Défense publique de la dissertation de doctorat de Monsieur Antoine BRANDELET
Titre de la dissertation: » Le réalisme scientifique à l’épreuve de la fiction »
Promoteurs de thèses: Madame Anne STAQUET et Dominique LAMBERT
Résumé de la dissertation
Le réalisme scientifique est une thèse centrale de la philosophie des sciences, c’est même l’une des conceptions philosophiques les plus discutées et débattues. Dans sa forme la plus simple, le réalisme est l’idée selon laquelle l’adéquation empirique et la puissance prédictive des productions scientifiques (par exemple des théories) est un indicateur fiable de leur validité en tant que descriptions de la réalité.

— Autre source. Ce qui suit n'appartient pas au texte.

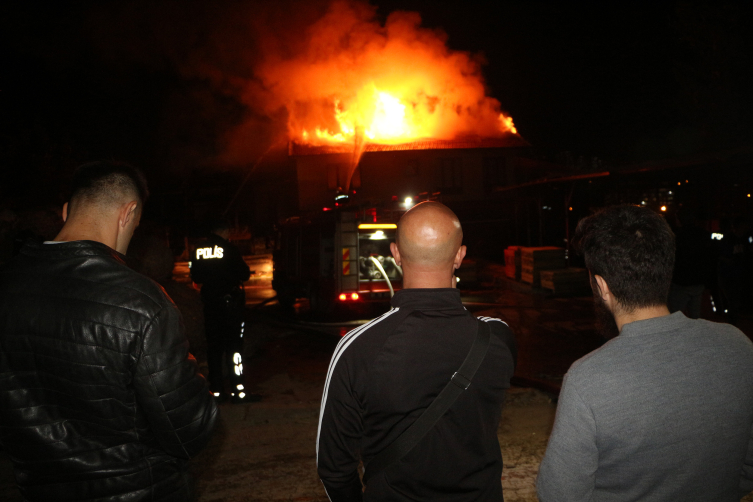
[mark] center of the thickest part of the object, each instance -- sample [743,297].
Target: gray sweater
[664,412]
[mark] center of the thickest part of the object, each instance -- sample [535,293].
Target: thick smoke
[348,55]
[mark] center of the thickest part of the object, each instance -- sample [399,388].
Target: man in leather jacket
[219,267]
[99,396]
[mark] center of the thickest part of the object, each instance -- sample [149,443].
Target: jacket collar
[428,299]
[70,249]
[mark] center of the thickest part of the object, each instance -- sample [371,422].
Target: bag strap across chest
[459,382]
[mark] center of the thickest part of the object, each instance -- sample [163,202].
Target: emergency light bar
[375,226]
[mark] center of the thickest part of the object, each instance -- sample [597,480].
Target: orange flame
[359,80]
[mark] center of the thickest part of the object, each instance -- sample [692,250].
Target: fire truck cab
[342,257]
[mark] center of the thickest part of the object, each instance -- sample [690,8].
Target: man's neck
[640,314]
[412,280]
[73,231]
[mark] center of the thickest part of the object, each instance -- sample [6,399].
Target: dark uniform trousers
[223,320]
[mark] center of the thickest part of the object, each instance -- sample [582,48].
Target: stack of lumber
[512,262]
[534,260]
[567,281]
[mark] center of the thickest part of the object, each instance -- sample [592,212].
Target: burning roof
[510,140]
[358,85]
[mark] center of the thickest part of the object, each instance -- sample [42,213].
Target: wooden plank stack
[567,281]
[534,260]
[512,262]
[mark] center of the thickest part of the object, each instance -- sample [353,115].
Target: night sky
[155,84]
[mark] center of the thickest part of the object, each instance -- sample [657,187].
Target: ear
[459,257]
[603,288]
[127,213]
[395,253]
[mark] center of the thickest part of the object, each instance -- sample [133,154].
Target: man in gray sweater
[664,411]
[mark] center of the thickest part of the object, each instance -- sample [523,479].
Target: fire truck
[338,258]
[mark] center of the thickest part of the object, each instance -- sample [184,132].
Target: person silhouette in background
[218,266]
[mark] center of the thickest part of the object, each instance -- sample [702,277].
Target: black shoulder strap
[459,382]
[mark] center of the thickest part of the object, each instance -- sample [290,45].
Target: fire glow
[357,81]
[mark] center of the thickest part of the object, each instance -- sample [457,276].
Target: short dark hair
[105,181]
[633,249]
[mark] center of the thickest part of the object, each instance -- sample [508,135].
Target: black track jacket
[384,374]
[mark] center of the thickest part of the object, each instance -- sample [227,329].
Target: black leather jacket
[99,396]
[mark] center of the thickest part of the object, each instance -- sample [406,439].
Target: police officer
[219,267]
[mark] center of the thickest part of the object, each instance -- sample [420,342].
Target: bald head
[429,235]
[106,185]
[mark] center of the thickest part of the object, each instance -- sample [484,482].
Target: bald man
[100,399]
[384,374]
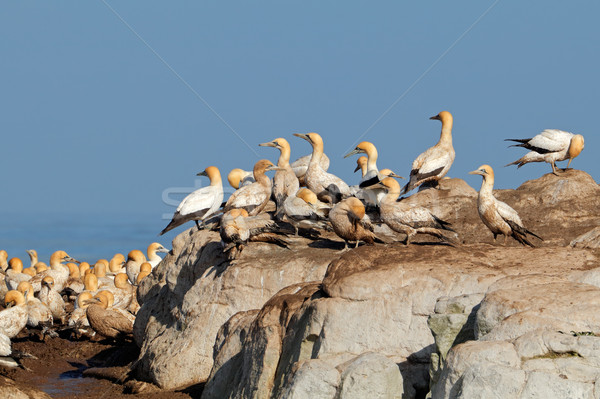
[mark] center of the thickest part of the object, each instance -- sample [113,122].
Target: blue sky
[93,121]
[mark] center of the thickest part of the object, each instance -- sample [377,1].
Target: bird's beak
[354,151]
[395,175]
[302,136]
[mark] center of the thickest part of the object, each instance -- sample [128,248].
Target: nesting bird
[285,182]
[238,228]
[254,197]
[550,146]
[152,251]
[498,216]
[410,220]
[305,210]
[200,204]
[433,164]
[105,321]
[348,221]
[329,188]
[239,178]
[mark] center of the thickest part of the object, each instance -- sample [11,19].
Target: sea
[85,236]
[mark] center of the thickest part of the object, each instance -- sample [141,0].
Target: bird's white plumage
[207,198]
[552,140]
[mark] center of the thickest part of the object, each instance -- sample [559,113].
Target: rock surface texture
[388,321]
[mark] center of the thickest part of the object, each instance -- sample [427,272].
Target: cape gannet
[300,165]
[304,210]
[410,220]
[51,297]
[78,319]
[238,178]
[285,182]
[58,272]
[14,318]
[104,321]
[201,203]
[152,251]
[32,256]
[3,260]
[38,313]
[255,196]
[121,290]
[550,146]
[40,267]
[499,217]
[14,274]
[348,222]
[329,188]
[434,163]
[117,264]
[238,228]
[135,259]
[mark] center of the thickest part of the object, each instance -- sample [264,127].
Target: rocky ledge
[388,321]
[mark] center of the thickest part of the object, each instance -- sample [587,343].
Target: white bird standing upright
[285,182]
[254,197]
[152,251]
[433,164]
[200,204]
[32,256]
[410,220]
[238,178]
[550,146]
[371,176]
[53,299]
[499,217]
[329,188]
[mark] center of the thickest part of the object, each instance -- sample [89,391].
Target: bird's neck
[284,158]
[446,135]
[372,162]
[317,154]
[487,186]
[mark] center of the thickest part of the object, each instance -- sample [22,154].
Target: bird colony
[100,299]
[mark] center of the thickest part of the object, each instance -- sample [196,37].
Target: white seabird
[550,146]
[433,164]
[498,216]
[200,204]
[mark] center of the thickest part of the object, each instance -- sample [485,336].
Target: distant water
[86,237]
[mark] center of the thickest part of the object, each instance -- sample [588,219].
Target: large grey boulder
[195,290]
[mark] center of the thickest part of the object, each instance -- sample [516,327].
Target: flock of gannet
[87,300]
[309,198]
[101,299]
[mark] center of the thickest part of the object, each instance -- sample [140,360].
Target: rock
[591,239]
[370,375]
[491,368]
[311,379]
[339,306]
[195,290]
[506,314]
[10,390]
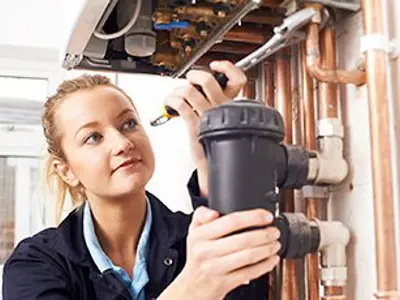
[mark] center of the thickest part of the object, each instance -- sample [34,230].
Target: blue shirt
[104,263]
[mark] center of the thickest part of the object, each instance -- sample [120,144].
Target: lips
[127,163]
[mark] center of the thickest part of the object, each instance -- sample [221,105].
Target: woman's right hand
[219,259]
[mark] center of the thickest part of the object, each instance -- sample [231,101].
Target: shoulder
[168,227]
[33,249]
[33,262]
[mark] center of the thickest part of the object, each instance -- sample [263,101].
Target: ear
[65,172]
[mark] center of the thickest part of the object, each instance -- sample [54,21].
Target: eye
[130,124]
[93,138]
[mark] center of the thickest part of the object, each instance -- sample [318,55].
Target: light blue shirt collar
[101,260]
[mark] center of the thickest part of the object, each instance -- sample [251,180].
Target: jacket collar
[167,229]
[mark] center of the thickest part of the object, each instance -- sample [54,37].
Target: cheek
[148,154]
[90,168]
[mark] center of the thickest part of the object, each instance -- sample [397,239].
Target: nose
[120,144]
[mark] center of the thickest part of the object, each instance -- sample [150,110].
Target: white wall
[30,23]
[352,201]
[170,142]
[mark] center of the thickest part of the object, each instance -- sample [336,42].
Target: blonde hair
[53,138]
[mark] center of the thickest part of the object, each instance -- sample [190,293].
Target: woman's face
[107,150]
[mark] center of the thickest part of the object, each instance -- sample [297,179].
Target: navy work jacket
[55,263]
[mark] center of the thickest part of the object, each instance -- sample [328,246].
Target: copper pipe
[283,91]
[334,293]
[271,3]
[320,73]
[312,260]
[249,90]
[328,104]
[284,106]
[195,11]
[234,47]
[382,183]
[269,89]
[263,16]
[248,33]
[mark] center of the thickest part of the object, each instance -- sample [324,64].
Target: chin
[131,184]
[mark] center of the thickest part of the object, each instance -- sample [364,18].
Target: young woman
[121,242]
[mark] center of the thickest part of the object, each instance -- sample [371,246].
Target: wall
[30,23]
[352,201]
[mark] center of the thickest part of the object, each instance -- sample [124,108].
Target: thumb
[203,215]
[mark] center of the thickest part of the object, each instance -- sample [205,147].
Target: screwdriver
[285,35]
[169,113]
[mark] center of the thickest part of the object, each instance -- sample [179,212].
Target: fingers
[177,102]
[239,242]
[237,78]
[244,275]
[201,216]
[234,222]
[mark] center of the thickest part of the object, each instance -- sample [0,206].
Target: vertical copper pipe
[283,91]
[312,261]
[284,106]
[328,104]
[249,90]
[269,89]
[376,62]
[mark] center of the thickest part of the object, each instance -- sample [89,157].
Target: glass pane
[7,209]
[38,214]
[23,88]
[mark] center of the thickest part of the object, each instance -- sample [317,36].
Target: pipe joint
[328,165]
[334,238]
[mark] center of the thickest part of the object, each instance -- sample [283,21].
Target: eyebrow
[90,124]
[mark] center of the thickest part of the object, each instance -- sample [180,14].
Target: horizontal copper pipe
[315,68]
[196,11]
[248,33]
[382,182]
[271,3]
[264,16]
[234,48]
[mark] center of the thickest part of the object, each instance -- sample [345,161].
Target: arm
[191,104]
[29,274]
[219,259]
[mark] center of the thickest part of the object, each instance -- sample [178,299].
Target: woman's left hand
[191,104]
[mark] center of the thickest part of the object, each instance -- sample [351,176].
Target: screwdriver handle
[220,77]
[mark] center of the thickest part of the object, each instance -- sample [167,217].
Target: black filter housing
[241,141]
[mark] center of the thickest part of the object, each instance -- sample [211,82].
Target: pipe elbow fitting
[334,238]
[331,170]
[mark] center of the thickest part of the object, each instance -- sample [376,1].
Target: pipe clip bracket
[388,295]
[313,191]
[380,42]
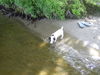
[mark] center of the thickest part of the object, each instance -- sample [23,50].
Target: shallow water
[78,54]
[23,53]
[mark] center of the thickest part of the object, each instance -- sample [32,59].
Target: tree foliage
[50,8]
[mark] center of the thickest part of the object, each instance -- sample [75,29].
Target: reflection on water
[22,53]
[79,56]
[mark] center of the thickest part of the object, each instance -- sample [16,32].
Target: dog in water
[54,36]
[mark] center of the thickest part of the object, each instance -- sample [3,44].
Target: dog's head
[52,39]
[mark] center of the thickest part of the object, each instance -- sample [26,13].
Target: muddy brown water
[19,54]
[23,53]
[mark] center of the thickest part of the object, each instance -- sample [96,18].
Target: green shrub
[78,8]
[51,8]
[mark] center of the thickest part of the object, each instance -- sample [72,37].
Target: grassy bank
[23,53]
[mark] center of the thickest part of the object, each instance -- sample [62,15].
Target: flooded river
[23,53]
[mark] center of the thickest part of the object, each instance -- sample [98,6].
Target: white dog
[54,36]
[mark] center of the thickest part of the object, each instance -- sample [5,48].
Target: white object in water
[83,24]
[94,45]
[54,36]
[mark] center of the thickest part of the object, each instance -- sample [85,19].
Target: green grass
[22,53]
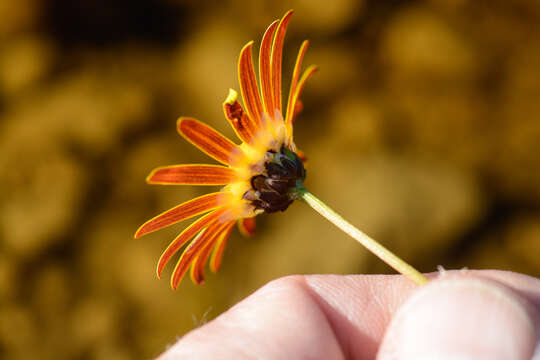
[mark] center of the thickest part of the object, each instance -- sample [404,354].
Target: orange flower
[260,174]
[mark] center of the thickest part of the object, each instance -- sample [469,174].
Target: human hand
[458,315]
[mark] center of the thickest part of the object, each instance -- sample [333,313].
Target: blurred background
[421,127]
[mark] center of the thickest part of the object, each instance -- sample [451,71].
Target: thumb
[462,318]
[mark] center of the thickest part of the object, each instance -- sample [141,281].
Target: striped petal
[248,84]
[294,82]
[197,268]
[293,100]
[193,249]
[243,126]
[183,211]
[208,140]
[186,235]
[247,226]
[277,52]
[265,76]
[192,175]
[217,254]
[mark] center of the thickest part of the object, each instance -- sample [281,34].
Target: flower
[260,175]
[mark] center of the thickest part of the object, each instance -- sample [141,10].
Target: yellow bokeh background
[422,128]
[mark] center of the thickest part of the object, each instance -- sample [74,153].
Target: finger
[318,316]
[461,317]
[333,316]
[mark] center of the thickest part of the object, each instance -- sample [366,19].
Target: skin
[457,315]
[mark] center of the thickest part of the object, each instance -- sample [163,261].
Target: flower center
[274,189]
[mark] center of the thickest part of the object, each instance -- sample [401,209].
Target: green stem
[383,253]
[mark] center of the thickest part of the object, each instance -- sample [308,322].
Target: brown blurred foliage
[422,128]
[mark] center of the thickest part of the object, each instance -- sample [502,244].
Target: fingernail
[462,318]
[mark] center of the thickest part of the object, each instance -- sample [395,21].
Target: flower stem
[383,253]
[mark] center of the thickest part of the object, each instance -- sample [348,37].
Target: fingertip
[461,317]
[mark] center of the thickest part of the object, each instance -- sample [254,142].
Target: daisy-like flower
[259,175]
[264,173]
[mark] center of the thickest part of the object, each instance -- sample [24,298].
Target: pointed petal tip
[232,97]
[247,47]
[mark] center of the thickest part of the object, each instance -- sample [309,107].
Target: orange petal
[277,51]
[217,254]
[296,95]
[186,235]
[194,249]
[181,212]
[248,84]
[265,76]
[192,175]
[197,268]
[247,226]
[207,140]
[244,127]
[296,74]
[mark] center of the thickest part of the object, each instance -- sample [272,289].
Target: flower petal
[186,235]
[192,175]
[217,254]
[248,84]
[247,226]
[193,249]
[265,76]
[244,127]
[289,116]
[181,212]
[277,51]
[207,140]
[197,267]
[296,95]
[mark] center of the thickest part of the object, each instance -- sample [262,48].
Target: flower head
[259,175]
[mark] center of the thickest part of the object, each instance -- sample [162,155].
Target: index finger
[317,316]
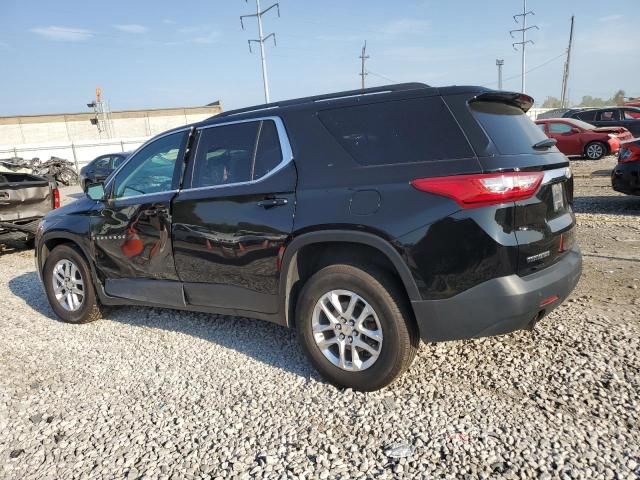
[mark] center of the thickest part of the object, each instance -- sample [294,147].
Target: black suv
[366,219]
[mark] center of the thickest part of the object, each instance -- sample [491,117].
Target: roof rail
[326,97]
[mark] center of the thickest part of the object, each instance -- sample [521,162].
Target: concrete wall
[80,153]
[76,127]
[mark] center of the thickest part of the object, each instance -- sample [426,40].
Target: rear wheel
[67,282]
[595,150]
[355,326]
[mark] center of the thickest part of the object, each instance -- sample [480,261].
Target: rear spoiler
[520,100]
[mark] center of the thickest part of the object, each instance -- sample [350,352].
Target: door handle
[272,202]
[156,211]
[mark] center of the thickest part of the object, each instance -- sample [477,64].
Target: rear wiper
[544,144]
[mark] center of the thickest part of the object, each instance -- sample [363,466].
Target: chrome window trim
[135,152]
[142,195]
[285,148]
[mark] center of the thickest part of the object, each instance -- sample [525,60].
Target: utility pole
[524,41]
[564,100]
[363,57]
[102,115]
[261,39]
[499,63]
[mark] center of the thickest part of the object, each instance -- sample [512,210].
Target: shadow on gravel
[608,204]
[75,196]
[266,342]
[27,286]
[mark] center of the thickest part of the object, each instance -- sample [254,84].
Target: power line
[363,57]
[499,64]
[261,39]
[523,43]
[530,70]
[381,76]
[565,77]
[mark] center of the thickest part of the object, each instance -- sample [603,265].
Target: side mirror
[95,191]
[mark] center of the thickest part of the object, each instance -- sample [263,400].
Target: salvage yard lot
[167,394]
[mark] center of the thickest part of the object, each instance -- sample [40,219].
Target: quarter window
[268,153]
[559,128]
[151,170]
[236,153]
[588,116]
[404,131]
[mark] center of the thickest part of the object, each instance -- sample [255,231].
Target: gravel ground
[164,394]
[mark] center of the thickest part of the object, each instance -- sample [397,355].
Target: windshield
[583,125]
[510,129]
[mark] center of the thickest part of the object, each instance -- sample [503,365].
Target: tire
[595,150]
[399,337]
[88,308]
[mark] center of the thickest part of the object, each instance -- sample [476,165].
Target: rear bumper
[614,145]
[625,178]
[500,305]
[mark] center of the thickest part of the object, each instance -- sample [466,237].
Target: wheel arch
[290,274]
[54,239]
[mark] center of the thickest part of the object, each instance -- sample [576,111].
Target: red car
[576,137]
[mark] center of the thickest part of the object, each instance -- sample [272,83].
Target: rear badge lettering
[540,256]
[558,196]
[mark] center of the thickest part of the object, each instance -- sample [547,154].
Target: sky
[157,53]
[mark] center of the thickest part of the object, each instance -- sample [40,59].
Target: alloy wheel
[68,285]
[347,330]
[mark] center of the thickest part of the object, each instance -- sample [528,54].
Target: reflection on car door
[232,221]
[132,233]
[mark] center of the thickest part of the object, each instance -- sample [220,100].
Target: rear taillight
[480,190]
[629,153]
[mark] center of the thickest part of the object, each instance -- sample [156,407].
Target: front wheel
[67,282]
[595,150]
[355,326]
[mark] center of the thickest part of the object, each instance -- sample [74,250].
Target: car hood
[80,206]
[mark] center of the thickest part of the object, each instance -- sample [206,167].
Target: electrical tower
[261,39]
[524,41]
[564,100]
[102,112]
[499,63]
[363,57]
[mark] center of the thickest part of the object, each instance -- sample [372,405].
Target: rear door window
[224,154]
[588,116]
[510,129]
[608,116]
[397,132]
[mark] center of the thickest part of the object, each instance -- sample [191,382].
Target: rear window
[404,131]
[510,129]
[588,116]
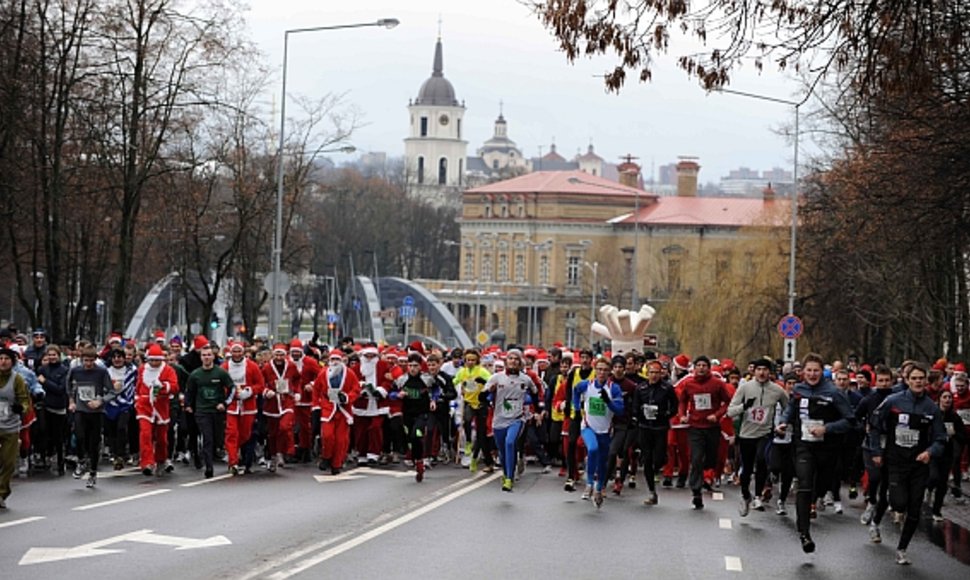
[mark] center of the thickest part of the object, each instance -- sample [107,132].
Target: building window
[572,270]
[674,281]
[486,267]
[469,265]
[503,268]
[519,269]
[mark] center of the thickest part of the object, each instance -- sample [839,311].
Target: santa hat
[682,362]
[155,352]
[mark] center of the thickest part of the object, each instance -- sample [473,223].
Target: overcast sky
[496,51]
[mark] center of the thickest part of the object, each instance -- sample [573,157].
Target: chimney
[769,193]
[629,172]
[687,169]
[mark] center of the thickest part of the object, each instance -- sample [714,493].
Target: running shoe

Par ailleurs, il est largement reconnu que les modèles occupent un rôle très important dans la connaissance scientifique, et une grande partie de la pratique scientifique consiste à élaborer et tester ces modèles. La position réaliste consiste alors à soutenir que les modèles efficaces dans leurs prédictions sont des représentations adéquates des systèmes physiques qu’ils modélisent.
Pourtant, les modèles scientifiques ne sont que très rarement des descriptions crédibles des phénomènes qu’ils tentent d’expliquer. Il est admis que les modèles contiennent des idéalisations, des approximations, et qu’ils font abstraction de certains facteurs. C’est une question pratique qui a des conséquences philosophiques très profondes. Si l’on peut facilement admettre que ces idéalisations sont nécessaires pour que le modèle puisse être développé, cela pose la question du succès empirique et prédictif.
Cette constatation a poussé certains philosophes à comparer les modèles scientifiques avec des fictions. Un modèle n’est pas le reflet de la réalité et des phénomènes, mais un objet dont certaines propriétés ne sont pas applicables au monde physique, voire même impossibles. Dès lors, que peut-on dire de leur validité en tant que descriptions de la réalité ? Que peut-on déduire de leur efficacité prédictive ?
Cette thèse se propose d’éclaircir ces questions. Tout d’abord, j’examine en détail les implications philosophiques et scientifiques de cette comparaison avec la fiction. En particulier, il apparaît que ce qui caractérise les fictions n’est pas comme on le pense souvent la fausseté des énoncés, mais une certaine attitude vis-à-vis de la fiction qui s’apparente à un jeu dans lequel nous faisons semblant de croire ce que le modèle décrit. Un scientifique étudiant un modèle fera momentanément comme si le modèle était une description fidèle de la réalité, et c’est justement de ce processus que le modèle tire sa puissance prédictive.
Dans un second temps, j’étudie les contraintes que cette analyse pose sur les conditions d’une interprétation réaliste du succès expérimental et prédictif. Cela amène à préciser la notion, notoirement floue, de modèle. Ces derniers doivent être pensés comme des entités dynamiques capables d’exemplifier certaines structures génératrices de propositions contrefactuelles à propos des systèmes physiques modélisés. Ces structures sont généralement interprétées en termes de relations causales.
Dans un troisième temps enfin, je construis un cadre de pensée qui tire les enseignements de l’analyse menée en amont pour proposer une défense efficace de la position réaliste à propos de la puissance représentationnelle et explicative des modèles scientifiques. Il apparaît alors qu’il est possible d’établir une relation entre le succès empirique et la préservation de la structure contrefactuelle sous une large
gamme de conditions initiales. C’est cette structure causale qui est alors porteuse du succès des modèles et qui est le point focal de l’interprétation réaliste.